The real con is that the Government is not looking at the pensions problem holistically. It seems to be under the illusion that it is possible to solve it based on the private sector. It is just not going to happen. Deputy Ó Snodaigh made the point that Irish pension funds are being invested abroad. He is absolutely correct. Almost €100 billion from such funds has been invested outside this country. With proper Government intervention, those funds could be invested in Ireland. These moneys could be used to get people back to work and get the economy going. It would not be a question of raiding pension funds as the Government has done. It would be a question of investing moneys securely, getting a return on that investment and protecting the pension scheme. The Government could leverage that by saying that if these moneys are not invested at home, some of the massive tax concessions that are given to pension funds will be reconsidered.

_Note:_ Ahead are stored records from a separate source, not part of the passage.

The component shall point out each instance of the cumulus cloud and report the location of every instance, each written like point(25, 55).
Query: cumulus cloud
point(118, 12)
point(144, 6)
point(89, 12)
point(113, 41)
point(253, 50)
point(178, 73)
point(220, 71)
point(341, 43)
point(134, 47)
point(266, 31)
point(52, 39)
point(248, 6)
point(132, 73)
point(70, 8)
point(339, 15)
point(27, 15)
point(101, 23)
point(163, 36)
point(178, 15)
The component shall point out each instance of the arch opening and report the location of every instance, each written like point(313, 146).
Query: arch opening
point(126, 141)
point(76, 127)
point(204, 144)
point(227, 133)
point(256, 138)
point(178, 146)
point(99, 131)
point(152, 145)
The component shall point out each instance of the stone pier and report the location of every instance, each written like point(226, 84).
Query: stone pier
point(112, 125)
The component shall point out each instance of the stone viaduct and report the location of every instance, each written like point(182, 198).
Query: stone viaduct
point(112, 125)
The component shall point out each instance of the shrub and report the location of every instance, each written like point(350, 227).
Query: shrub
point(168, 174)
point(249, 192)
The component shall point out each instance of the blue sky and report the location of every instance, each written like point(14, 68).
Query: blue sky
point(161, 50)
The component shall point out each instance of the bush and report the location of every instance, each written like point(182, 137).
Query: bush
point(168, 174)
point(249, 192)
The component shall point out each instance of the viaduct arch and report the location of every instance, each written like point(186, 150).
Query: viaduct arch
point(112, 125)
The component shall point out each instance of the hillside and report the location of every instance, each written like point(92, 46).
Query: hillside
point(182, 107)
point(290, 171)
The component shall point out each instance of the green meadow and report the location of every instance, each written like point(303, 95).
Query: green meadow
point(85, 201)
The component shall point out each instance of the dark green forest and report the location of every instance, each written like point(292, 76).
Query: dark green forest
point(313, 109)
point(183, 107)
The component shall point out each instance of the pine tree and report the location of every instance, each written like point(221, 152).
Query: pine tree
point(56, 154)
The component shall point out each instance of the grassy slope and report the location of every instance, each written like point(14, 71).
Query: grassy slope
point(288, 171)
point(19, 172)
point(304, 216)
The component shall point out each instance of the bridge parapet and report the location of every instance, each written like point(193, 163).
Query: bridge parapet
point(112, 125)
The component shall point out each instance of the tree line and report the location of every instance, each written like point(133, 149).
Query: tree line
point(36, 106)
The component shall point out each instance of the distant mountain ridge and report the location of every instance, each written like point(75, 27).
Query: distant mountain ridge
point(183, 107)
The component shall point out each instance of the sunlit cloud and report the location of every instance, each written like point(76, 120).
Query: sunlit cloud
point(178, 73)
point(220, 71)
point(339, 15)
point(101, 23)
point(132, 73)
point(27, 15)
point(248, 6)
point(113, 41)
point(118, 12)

We are looking at this completely the wrong way around. We need a radical overhaul of the pensions system in its entirety. A similar pensions scheme should apply across the board to public and private sector workers. Such a scheme has been advocated by economists from Trinity College and TASC. They have suggested that rather than going down the ridiculous road that is being pursued at the moment, we should universalise the social welfare pension in a way that would provide a guaranteed income to all older people. They believe the appropriate level would be 40% of average industrial earnings at the age of 65. They propose that in tandem with such a measure, a new social insurance retirement fund should be established as an alternative to continuing to pour money into the black hole of pension funds. The fund would cater for workers by giving them an earnings related income.

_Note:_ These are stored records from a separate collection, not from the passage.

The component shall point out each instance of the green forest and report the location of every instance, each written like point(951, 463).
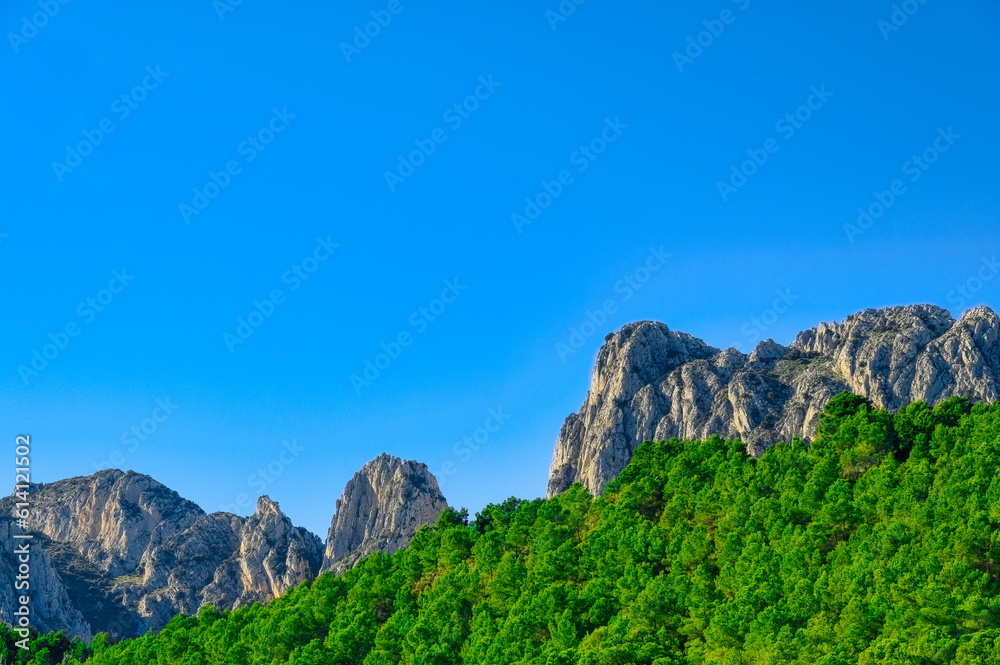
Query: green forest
point(876, 543)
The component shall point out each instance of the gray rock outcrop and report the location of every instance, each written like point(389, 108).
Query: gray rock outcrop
point(382, 507)
point(650, 382)
point(121, 553)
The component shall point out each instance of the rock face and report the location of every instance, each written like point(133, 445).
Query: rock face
point(121, 553)
point(383, 505)
point(650, 382)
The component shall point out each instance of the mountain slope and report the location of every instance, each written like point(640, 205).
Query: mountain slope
point(650, 382)
point(121, 553)
point(879, 543)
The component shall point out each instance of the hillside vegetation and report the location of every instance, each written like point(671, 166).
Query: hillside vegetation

Such a mandatory defined benefit scheme would operate alongside the universal State pension scheme. Contributions could be guaranteed at 50% of the final wage or salary, up to a specified minimum. That would be a far better system and would deliver far better returns. It could be facilitated by rejigging the existing system and removing many of the supports that are given to private pension funds. For example, the ceilings on earnings for tax relief purposes could be reduced. If the Government were serious about making a real contribution to dealing with the pensions issue, this is what it would be doing. It would not be scapegoating public sector workers in this regard. I will conclude by saying the unions have been incredibly quiet on these issues. They have let their members down. This battle will be taken into the next Stage of the debate on this Bill.